Home In Rocky Mountains Demonstrates Payoff For Energy Efficiency ConceptsSource: ABB
ABB HygenicMaster electromagnetic meters play an important role in the highly instrumented residence of Amory Lovins, cofounder of the Rocky Mountain Institute.
The Rocky Mountain Institute, a non-profit organization, drives the efficient and restorative use of resources. One area of its many efforts is the study of advanced energy efficiency in buildings.
Founder Lovins's private residence, located at an elevation of 7100 feet in the Rockies, serves to develop and demonstrate many earth-friendly architectural concepts. Built in the early 1980s, the super-insulated building remains highly energy-efficient. It depends primarily on passive systems, despite its extreme location. The technologies and design strategies used then are even more effective, affordable, and readily available today.
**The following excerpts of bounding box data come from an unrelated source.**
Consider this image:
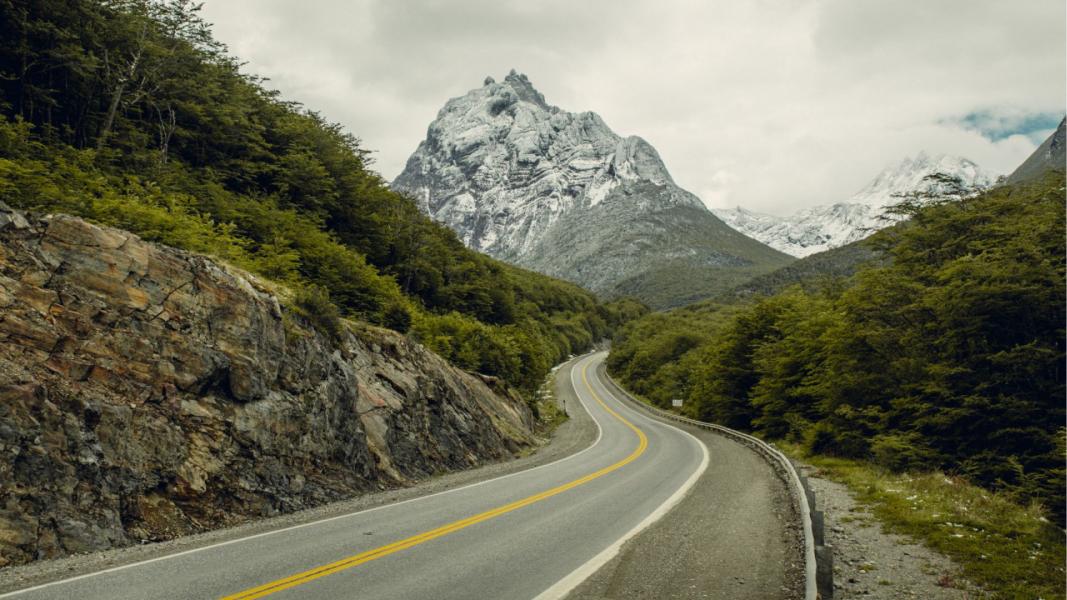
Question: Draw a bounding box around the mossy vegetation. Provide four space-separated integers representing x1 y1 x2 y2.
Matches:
0 0 647 392
783 444 1067 600
608 171 1065 527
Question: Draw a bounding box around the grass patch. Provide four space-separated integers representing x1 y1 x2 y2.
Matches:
780 444 1067 600
534 372 570 433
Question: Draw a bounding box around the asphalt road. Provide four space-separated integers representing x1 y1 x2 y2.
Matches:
0 353 708 600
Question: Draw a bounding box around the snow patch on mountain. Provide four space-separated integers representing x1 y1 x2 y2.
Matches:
393 70 702 263
712 153 996 257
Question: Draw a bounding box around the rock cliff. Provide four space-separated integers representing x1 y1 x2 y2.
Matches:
0 204 532 566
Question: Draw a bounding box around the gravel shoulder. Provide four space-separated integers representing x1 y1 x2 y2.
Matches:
0 360 596 594
568 369 803 600
798 463 984 600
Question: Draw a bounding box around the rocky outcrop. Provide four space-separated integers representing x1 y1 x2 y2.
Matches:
0 204 532 566
1007 119 1067 184
393 72 791 307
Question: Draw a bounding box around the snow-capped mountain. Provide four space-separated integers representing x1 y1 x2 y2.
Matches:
393 70 789 305
713 153 996 256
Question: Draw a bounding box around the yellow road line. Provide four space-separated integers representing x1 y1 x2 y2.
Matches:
222 362 649 600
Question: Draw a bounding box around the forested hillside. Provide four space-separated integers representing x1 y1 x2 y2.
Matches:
0 0 644 390
608 171 1065 526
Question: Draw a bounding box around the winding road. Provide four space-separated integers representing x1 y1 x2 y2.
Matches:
0 353 725 600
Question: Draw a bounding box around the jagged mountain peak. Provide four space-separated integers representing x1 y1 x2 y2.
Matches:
849 151 996 208
393 69 703 260
393 70 789 305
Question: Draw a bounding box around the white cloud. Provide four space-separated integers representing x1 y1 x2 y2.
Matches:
204 0 1067 214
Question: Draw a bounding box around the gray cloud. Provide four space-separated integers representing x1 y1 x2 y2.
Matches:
204 0 1067 214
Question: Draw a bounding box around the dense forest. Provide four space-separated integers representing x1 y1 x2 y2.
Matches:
608 171 1067 526
0 0 644 390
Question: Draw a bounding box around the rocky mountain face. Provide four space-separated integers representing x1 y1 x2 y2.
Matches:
0 204 534 566
713 153 996 256
393 72 790 307
1007 119 1067 184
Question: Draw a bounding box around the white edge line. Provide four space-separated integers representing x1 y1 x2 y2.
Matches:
534 354 710 600
0 352 604 598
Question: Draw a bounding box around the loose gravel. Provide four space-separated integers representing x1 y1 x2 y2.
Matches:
799 464 985 600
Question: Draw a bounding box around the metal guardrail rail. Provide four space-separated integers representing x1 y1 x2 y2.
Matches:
604 369 833 600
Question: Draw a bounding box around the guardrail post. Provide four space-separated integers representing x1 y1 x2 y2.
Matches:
607 365 833 600
811 510 826 546
815 546 833 600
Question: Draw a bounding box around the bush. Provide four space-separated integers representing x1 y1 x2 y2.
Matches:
805 421 871 458
871 433 941 473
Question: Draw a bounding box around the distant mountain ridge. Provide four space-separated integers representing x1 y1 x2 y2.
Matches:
712 153 996 257
392 70 791 307
1007 119 1067 184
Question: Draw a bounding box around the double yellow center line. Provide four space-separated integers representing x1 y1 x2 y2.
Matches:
223 362 649 600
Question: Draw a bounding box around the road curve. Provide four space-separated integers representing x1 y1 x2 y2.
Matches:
0 353 708 600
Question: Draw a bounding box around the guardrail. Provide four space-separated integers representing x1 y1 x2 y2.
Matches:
601 366 833 600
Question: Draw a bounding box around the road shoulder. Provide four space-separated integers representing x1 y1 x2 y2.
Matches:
568 367 803 600
0 360 596 594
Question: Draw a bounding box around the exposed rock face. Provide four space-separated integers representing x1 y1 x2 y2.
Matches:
393 72 789 306
0 204 532 566
713 153 994 256
1007 119 1067 184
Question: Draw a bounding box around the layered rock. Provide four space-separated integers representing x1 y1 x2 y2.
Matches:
0 204 532 566
393 72 789 307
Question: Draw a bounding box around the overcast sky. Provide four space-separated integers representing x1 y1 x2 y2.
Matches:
204 0 1067 215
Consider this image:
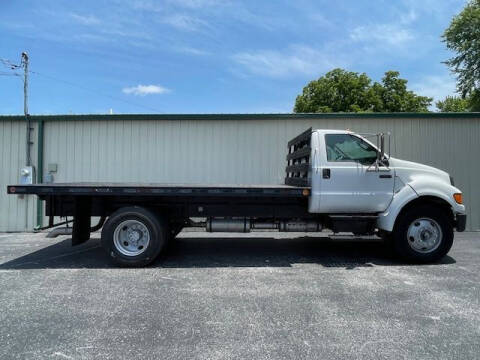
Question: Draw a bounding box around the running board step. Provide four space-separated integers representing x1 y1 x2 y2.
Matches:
328 214 378 235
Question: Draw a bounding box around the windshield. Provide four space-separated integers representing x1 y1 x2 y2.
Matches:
325 134 377 165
Until recently the building included an unconnected radiant floor heating system installed in its concrete floor slabs. During construction, the relatively inexpensive installation of six zones of hydronic tubing served as a future backup heating source. Meanwhile two wood-fired stoves provided supplemental heat when the passive systems could not meet demands, which happened every winter. In 2008, Lovins decided to try eliminating the wood stoves by connecting the hydronic tubing in the slabs to an expansion of the existing active-solar water-heating system.